# New Member from Las Vegas / So. Utah



## dizzybee (Aug 17, 2012)

The information on this forum, seems to be very helpful. I am going with top bar, simple design. I was hoping to get the thickness of the top bar, will it make much a diffrence if it is one or two inches ? I have do some reading is there any quick reads for top bar ? Type bees work best with top bar ?


----------



## sfisher (Sep 22, 2009)

Welcome Dizzy, did you see the part of this forum dedicated to top bar hives?


----------



## dizzybee (Aug 17, 2012)

No but I will , Thank you


----------



## AmericasBeekeeper (Jan 24, 2010)

Welcome D! Top bars need to be the width of the comb plus half the bee space. Brood combs are narrower, Honey bars can be up to 1 3/8 inches wide.


----------



## Daniel Y (Sep 12, 2011)

Welcome and best of luck. Width of the bar is important and many make different width bars for the brood area than the honey area. Not a necessity and I prefer not to have to keep 10 of the bars separated from the rest. so they are all brood bars. I don't recall ever seeing anything specific on the thickness of the top bar. mine are 3/4 inch because I made them from 12 material. I woudl think the final style you choose to make will have more say on what size piece of wood you start with than anything else. A 1X2 with a popsicle stick can be made with a 1X2 and sticks. a 3/4 inch thick top bar with at tapered point cut into it will require a larger piece of wood to start with.

Not to discourage you but my experience with the top bar has not been all that great so far. It may be the swarm that I put in it. but it is not perform any anywhere near as well as the langstroth hive I started at the same time. There is information on top bars out their. but just as the forum here dedicated to them. it is not as readily found.

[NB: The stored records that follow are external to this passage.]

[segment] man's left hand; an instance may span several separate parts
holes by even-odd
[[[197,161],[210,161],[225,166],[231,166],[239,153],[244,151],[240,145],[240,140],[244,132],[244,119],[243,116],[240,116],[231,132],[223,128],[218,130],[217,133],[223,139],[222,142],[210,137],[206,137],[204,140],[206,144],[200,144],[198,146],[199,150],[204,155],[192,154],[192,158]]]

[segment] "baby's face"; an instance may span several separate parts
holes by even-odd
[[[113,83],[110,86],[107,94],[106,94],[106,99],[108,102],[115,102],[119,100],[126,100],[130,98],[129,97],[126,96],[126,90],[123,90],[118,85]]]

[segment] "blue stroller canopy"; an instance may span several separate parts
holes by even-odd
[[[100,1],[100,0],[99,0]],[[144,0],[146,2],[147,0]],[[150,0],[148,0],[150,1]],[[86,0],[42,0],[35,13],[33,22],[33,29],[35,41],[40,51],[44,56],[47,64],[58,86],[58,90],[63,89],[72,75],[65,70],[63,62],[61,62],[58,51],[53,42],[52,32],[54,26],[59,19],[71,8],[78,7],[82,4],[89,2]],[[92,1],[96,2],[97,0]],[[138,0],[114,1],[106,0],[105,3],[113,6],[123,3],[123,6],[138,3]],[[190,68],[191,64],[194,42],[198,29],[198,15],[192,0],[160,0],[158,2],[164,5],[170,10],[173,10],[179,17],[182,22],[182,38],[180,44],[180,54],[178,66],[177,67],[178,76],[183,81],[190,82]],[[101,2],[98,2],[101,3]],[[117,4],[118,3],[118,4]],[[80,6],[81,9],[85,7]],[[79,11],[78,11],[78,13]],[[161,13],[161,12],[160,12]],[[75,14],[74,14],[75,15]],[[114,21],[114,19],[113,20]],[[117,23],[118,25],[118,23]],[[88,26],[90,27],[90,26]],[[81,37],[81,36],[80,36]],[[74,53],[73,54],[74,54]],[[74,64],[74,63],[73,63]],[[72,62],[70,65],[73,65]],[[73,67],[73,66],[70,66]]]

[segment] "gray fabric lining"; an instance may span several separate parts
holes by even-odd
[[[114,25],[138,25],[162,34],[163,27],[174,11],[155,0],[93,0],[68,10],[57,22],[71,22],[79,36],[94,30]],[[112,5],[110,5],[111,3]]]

I have found it far more work to manage the top bar than the langstroth. simply because it takes a lot more time to find information on them. if it is found at all. So far I have not been able to find anything that looks definitive as to why my bees started off like gangbusters for about two weeks and then stalled and remained this tiny colony the entire rest of the summer. The most I have been able to find is that in general swarms do not tend to thrive. I may simply be seeing that for myself in details. They just will not grow no matter what. more room does not help. less room does not help. feeding does not motivate them to build more comb. they hang out in the hive rather than forage even when they have nothing but empty comb in the hive. Even when every other hive I have is out foraging in record numbers. Maybe it is dirth, maybe it is lazy bees. I can't figure it out. if they survive the winter and perform this way in the spring. they get requeened. I almost wish I had requeened them this last summer when I had a chance to.

Anyway good luck. beekeeping is complex if it is easy. the hard way doesn't have a description.

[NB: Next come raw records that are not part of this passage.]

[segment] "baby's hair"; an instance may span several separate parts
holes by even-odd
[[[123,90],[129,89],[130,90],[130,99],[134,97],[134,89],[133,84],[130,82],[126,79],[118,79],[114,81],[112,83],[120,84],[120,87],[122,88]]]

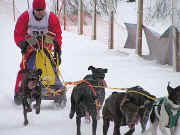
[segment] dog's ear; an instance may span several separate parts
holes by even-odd
[[[94,70],[94,69],[95,69],[95,67],[93,67],[93,66],[88,67],[88,70]]]
[[[174,92],[174,89],[170,86],[170,82],[168,82],[167,91],[169,95],[171,95]]]

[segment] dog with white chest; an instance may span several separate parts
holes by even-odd
[[[150,115],[151,127],[143,134],[157,135],[159,126],[163,135],[168,135],[166,128],[170,129],[171,135],[180,133],[180,86],[172,88],[167,86],[168,97],[162,97],[154,102]]]

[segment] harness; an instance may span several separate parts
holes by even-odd
[[[159,114],[157,107],[155,108],[155,106],[158,106],[160,104],[161,104],[161,108],[164,105],[166,112],[163,112],[164,110],[162,110]],[[174,108],[172,108],[172,106],[170,104],[174,105],[170,100],[168,100],[167,97],[162,97],[162,98],[155,100],[154,106],[153,106],[153,109],[155,109],[155,112],[156,112],[159,120],[161,120],[161,117],[162,117],[162,116],[160,116],[161,114],[165,115],[165,113],[167,113],[169,119],[168,119],[168,124],[166,125],[166,127],[168,127],[168,128],[172,128],[172,127],[176,126],[177,119],[180,116],[180,106],[178,106],[174,109]],[[163,116],[163,117],[165,117],[165,116]]]

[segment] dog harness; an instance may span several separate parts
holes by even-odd
[[[42,20],[36,20],[33,15],[33,10],[29,10],[29,22],[28,22],[28,35],[38,36],[46,34],[48,32],[48,20],[49,20],[49,11],[46,10],[46,15]]]

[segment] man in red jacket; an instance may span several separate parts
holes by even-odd
[[[32,7],[31,10],[27,10],[19,16],[14,30],[14,40],[23,54],[23,60],[20,64],[20,71],[18,72],[15,85],[14,101],[17,104],[20,104],[18,92],[23,76],[21,72],[24,68],[23,62],[27,60],[33,50],[33,46],[25,40],[26,37],[46,34],[48,32],[53,33],[55,39],[54,44],[56,44],[56,51],[59,54],[59,63],[61,62],[62,32],[57,16],[46,9],[45,0],[33,0]],[[48,49],[53,48],[52,44],[45,45]],[[63,87],[63,85],[61,87]]]

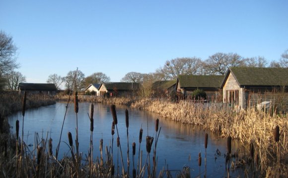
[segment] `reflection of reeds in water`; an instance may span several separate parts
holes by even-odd
[[[164,119],[201,125],[203,129],[219,133],[222,136],[230,135],[242,145],[249,146],[254,140],[254,149],[258,150],[259,155],[261,155],[259,164],[261,166],[262,172],[277,174],[275,171],[277,169],[273,169],[276,166],[282,170],[281,173],[288,171],[284,161],[279,166],[275,163],[276,160],[281,161],[281,158],[285,160],[288,155],[288,142],[286,139],[288,133],[287,115],[277,115],[270,110],[259,112],[254,108],[236,113],[227,112],[226,108],[221,104],[197,103],[191,100],[174,103],[165,100],[146,99],[136,102],[132,107],[154,112]],[[283,134],[274,133],[278,133],[275,123],[279,126],[279,132]],[[278,135],[279,141],[273,141],[278,140]],[[246,149],[246,152],[249,151],[249,148]]]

Someone once said that golf is a nice walk ruined by a little white ball. likewise, beekeeping is a wonderful day outdoors ruined by a bug.


----------



## Rader Sidetrack (Nov 30, 2011)

Welcome to Beesource! You may find Michael Bush's pages on TBH useful:

http://www.bushfarms.com/beestopbarhives.htm

If your question about bar thickness was referring to the vertical thickness, many people use 1" nominal lumber (actually 3/4"). But there is no reason that you could not use 2" nominal lumber if you wanted.

If you were asking about the horizontal width of the bars, 1.25" to 1.5" is generally reccomended. I suggest reviewing the FAQ about this issue at the M Bush link above before you make a final decision.


----------



## dizzybee (Aug 17, 2012)

Thank you all lots of great information, Iam not a carpenter I just went to HDepot and 1x1 Hope this will work.


----------



## Rader Sidetrack (Nov 30, 2011)

dizzybee said:


> Thank you all lots of great information, Iam not a carpenter I just went to HDepot and 1x1 Hope this will work.


If you mean that the actual width of the bars (horizontal direction when in the hive) is 3/4 inch (1" nominal lumber), that is not the best plan. You are likely to get serious cross-comb in your hive, and your hive will be very difficult to manage.

If you want to buy pre-cut wood, you would be _much _better off with 1"x2" lumber (use the 1.5" width as the horizontal surface in the TB hive.)


----------



## dizzybee (Aug 17, 2012)

well completed the wax and string on them and found my bee, March will be getting the girls


----------



## Lazer128 (Dec 15, 2012)

Welcome. I'd love to see pics of your top bar project. I am considering it myself.


----------